Chef Invites GP Residents to Escape
Corey Rankel has one of those jobs with long hours, in a fast-paced environment where he works over a hot stove−and he loves every minute of it.
Rankel is co-owner and chef of Escape Bistro & Wine Bar located on the first floor of 214 Place. The establishment opened in Oct. 2011, and in that time, has earned itself a niche spot in Grande Prairie’s dining world.
“We’re not a franchise so we try to do things that are a bit unique and different. A lot of it is the atmosphere,” Rankel says.
“You can come and enjoy yourself and there’s no pressure that you have to get out; that’s why we don’t take reservations.”
He received his professional cook training at Cariboo College in Kamloops and following graduation worked in hotels in Vancouver and Calgary. The B.C. native and his wife decided to make Grande Prairie their home about 15 years ago, when they were looking to start a family.
“I worked at a couple of restaurants and then about two-and-a-half years ago this opportunity came up. Shannon Andersen (another owner) and I worked together at another restaurant in town. It became available and we were interested in it and decided to do it,” he says.
As head chef, Rankel and his staff have evolved Escape’s menu from its earlier version of wine and appetizers to a full scale menu featuring entrees with a twist. The freedom to play with ingredients and think up fresh ideas is what Rankel loves about his job.

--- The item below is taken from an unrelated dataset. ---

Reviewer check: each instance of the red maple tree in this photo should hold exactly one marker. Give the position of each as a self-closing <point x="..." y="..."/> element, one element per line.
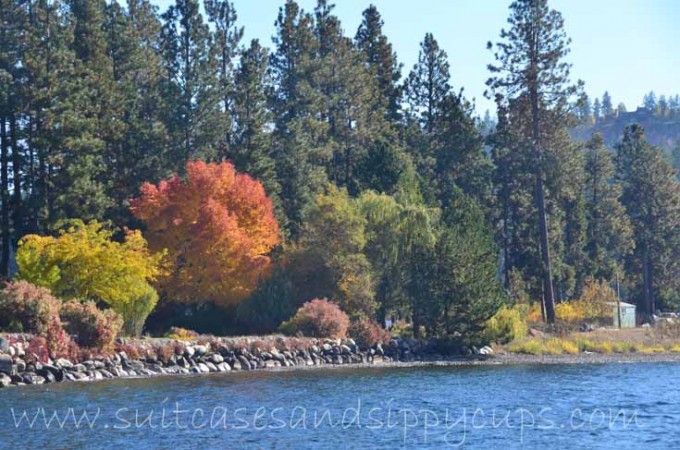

“It’s the creativity and being able to use products right out of the ground to the plate. It’s really nice to take a raw product and at the end of it, create something and see it on the dish. I’d say I’m far from an artist, but it is nice to see what you can make out of a product,” he says.
“I would say that 90 per cent of what we try to do is from scratch. We want to use products that are fresh and be able to actually serve something that tastes nice and different from other places.”
While the kitchen is welcome and familiar territory for him, Rankel does admit that the ownership aspect of Escape is an ongoing learning experience.
“At the beginning it was overwhelming. There was so much to do and you want to make sure that you do everything right and make everybody happy. All of sudden you realize you need to do the things you’re familiar with and go from there to grow,” he says.
It seems as though they’ve found the right formula for encouraging that growth, as word continues to spread throughout the city.
“We get to know so many people. So many people come in here and support us, including other local businesses,” Rankel says.
“It’s been like that since day one and it’s just awesome to see. And it makes you want to support them and shop local.”